Linear regression with data-dependent error variances

Given some measurements with iid errors and some covariates, a linear regression model can be written as

y_n = \alpha + \beta x_n + \epsilon_n \ \ \ \mbox{where} \ \ \ \epsilon_n \sim \mathsf{normal}(0,\sigma)

which can be fitted in stan as indicated in Stan User’s Guide.

My question is how you would formulate a model where

\epsilon_n \sim \mathsf{normal}(0,\sigma_n)

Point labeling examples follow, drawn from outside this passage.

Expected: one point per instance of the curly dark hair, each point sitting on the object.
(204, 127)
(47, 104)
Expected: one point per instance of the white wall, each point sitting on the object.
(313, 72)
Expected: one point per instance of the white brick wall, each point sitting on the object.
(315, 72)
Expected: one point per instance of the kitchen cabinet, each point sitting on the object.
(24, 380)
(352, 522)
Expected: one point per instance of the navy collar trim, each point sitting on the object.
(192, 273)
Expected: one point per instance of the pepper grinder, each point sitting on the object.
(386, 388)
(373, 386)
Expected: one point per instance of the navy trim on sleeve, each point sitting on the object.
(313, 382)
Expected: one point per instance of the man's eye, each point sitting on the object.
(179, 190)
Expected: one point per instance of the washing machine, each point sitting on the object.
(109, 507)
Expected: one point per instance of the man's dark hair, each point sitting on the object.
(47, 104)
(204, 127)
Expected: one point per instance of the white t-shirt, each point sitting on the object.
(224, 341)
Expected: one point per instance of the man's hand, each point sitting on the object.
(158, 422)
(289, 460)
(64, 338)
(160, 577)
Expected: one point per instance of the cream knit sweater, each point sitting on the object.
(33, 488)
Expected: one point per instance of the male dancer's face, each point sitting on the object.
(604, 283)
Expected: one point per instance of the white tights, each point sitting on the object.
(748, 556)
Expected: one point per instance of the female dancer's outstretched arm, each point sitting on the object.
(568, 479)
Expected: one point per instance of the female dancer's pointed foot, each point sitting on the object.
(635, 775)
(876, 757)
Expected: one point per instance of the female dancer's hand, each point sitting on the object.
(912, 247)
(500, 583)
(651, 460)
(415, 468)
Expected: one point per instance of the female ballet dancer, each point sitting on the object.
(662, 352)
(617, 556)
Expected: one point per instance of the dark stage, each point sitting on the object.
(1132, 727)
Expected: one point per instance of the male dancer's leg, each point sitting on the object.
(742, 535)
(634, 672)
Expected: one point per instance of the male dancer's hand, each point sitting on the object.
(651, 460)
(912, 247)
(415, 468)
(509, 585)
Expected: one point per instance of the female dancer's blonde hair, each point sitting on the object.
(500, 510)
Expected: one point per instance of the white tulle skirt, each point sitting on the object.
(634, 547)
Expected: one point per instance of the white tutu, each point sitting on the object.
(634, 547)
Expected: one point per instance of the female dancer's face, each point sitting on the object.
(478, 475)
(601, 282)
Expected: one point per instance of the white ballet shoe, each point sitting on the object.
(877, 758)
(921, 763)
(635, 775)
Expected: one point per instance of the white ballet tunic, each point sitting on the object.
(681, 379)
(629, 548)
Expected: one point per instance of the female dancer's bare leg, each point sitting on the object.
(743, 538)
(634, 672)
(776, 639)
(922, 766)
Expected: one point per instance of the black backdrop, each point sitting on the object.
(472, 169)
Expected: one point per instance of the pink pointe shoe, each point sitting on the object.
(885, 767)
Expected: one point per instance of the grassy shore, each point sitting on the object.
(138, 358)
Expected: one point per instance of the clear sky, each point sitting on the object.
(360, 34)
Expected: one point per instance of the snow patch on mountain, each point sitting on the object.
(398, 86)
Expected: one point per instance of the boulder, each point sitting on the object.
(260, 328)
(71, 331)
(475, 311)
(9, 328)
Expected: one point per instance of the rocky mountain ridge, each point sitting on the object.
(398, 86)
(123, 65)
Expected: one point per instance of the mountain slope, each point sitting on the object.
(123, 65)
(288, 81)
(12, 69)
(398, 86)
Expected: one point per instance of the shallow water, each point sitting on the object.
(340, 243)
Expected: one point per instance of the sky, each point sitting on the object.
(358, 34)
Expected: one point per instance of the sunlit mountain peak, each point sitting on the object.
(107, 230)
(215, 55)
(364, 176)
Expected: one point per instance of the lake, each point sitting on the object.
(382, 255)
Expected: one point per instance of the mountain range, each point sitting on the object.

because of the y_n are measured each with their own error? I think this is a common problem, but I am not really sure how to approach it… Grateful for any insight!

V

A separate sigma term for each observation will cause the model to become very unstable. In the standard model with a single sigma, the model still captures the fact that sometimes you’ll observe small residuals and sometimes you’ll observe larger residuals. Adding a unique sigma for each observation will render all of the sigmas under-informed, which in turn will cause the parameters associated with the mean to become under-informed.

There are cases where it might make sense to model different magnitudes of measurement noise for different observations, but these cases usually involve either very strong prior information or other variables that inform the model.

2 Likes

Known variances σn create no problems at all. Just include them as data, for example

data {
  int<lower=1> N;
  vector[N] x;
  vector[N] y;
  vector<lower=0.>[N] sigma;
}

Then in the parameter and model blocks you’d have something like

parameters {
  real a;
  real b;
}
model {
  target += normal_lpdf(y | a + b*x, sigma);
}

with, of course, appropriate priors on a and b.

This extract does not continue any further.